Reprovou no exame da CNH? Entenda o que acontece após novas regras
Nova Resolução nº 1.020/2025 do Contran elimina prazo máximo para concluir a habilitação e permite tentativas ilimitadas no exame prático. Entenda o que realmente muda para quem reprova.

A reprovação no exame prático da CNH sempre foi um dos momentos mais tensos do processo de habilitação. Durante anos, além da frustração, existia outro temor: perder o prazo do processo e ter que começar tudo de novo.
Com a entrada em vigor da Resolução nº 1.020/25, publicada pelo Conselho Nacional de Trânsito, esse cenário mudou de forma significativa — e pouca gente percebeu a dimensão dessa alteração.
Agora, o processo de formação do candidato não tem mais prazo máximo para ser concluído.
Processo passa a ter duração indeterminada
O Art. 13, §1º da nova norma é direto:
“O processo de formação do candidato permanecerá aberto por tempo indeterminado.”

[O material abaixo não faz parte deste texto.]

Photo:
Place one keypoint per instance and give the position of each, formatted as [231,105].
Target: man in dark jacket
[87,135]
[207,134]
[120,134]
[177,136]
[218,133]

Isso representa uma ruptura importante em relação ao modelo anterior, que impunha limite temporal para concluir as etapas.

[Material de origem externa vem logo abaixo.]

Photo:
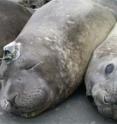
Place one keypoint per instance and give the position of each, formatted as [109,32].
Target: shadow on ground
[75,110]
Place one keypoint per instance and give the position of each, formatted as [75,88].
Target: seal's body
[55,47]
[12,19]
[101,77]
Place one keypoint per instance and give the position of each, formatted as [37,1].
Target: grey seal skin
[101,76]
[47,61]
[12,19]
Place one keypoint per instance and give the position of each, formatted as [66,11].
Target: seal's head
[22,90]
[101,83]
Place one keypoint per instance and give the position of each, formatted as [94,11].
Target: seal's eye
[6,52]
[109,69]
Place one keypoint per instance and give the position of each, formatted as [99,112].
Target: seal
[101,76]
[12,19]
[45,64]
[31,5]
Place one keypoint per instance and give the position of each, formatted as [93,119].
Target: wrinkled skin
[101,76]
[56,45]
[31,5]
[12,20]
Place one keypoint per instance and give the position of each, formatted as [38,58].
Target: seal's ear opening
[11,51]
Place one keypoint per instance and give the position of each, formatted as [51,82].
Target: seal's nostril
[107,99]
[5,104]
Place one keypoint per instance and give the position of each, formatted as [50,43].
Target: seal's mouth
[105,104]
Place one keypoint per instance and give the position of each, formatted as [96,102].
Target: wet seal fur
[12,20]
[56,45]
[101,77]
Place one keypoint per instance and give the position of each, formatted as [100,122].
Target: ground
[75,110]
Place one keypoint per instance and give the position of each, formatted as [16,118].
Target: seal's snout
[5,105]
[111,99]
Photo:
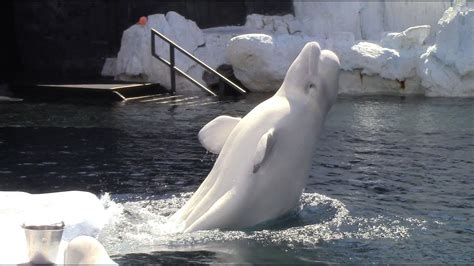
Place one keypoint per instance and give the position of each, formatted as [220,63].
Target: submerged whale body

Na prática, isso significa que o candidato não “perde” automaticamente o processo por não concluir todas as fases dentro de determinado período.
O encerramento do processo só ocorre nas hipóteses expressamente previstas no Art. 13, como:
- expedição da CNH;
- solicitação do próprio candidato;
- inaptidão permanente;
- aplicação de sanção administrativa;
- não preenchimento de requisitos;
- óbito.
Ou seja, a reprovação no exame não encerra o processo.

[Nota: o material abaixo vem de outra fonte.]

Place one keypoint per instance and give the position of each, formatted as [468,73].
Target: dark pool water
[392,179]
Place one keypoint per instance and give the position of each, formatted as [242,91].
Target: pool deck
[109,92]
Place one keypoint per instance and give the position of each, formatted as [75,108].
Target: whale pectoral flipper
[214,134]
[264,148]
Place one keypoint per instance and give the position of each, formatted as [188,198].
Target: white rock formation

Tentativas ilimitadas no exame prático
Outro ponto relevante está no Art. 47, §2º: “O candidato reprovado poderá submeter-se a novas avaliações, sem limitação de tentativas.”
A nova regra elimina qualquer limitação formal no número de vezes que o candidato pode repetir o exame de direção veicular.
Mais do que isso: a segunda tentativa pode ser agendada sem cobrança de taxa adicional.
Essa mesma lógica já se aplica ao exame teórico (Art. 34, §1º).
Fim da falta eliminatória muda a percepção da reprovação
A Resolução 1.020 também extinguiu a figura da “falta eliminatória”. Agora, conforme o Art. 45, o exame inicia com zero ponto, e cada infração cometida soma pontuação conforme seu peso:
- 1 ponto – infração leve
- 2 pontos – infração média
- 4 pontos – infração grave
- 6 pontos – infração gravíssima
O candidato será aprovado se obtiver nota não superior a 10 pontos (Art. 47).
Essa mudança altera a dinâmica psicológica do exame. Não existe mais a lógica do “um erro e acabou”. O desempenho passa a ser avaliado de forma acumulativa.
Exame pode ser interrompido
Isso não significa que qualquer situação será tolerada. O Art. 46 permite que a comissão examinadora interrompa o exame quando o candidato:
- demonstrar imperícia reiterada que comprometa a condução segura;
- apresentar instabilidade emocional incompatível com a prova.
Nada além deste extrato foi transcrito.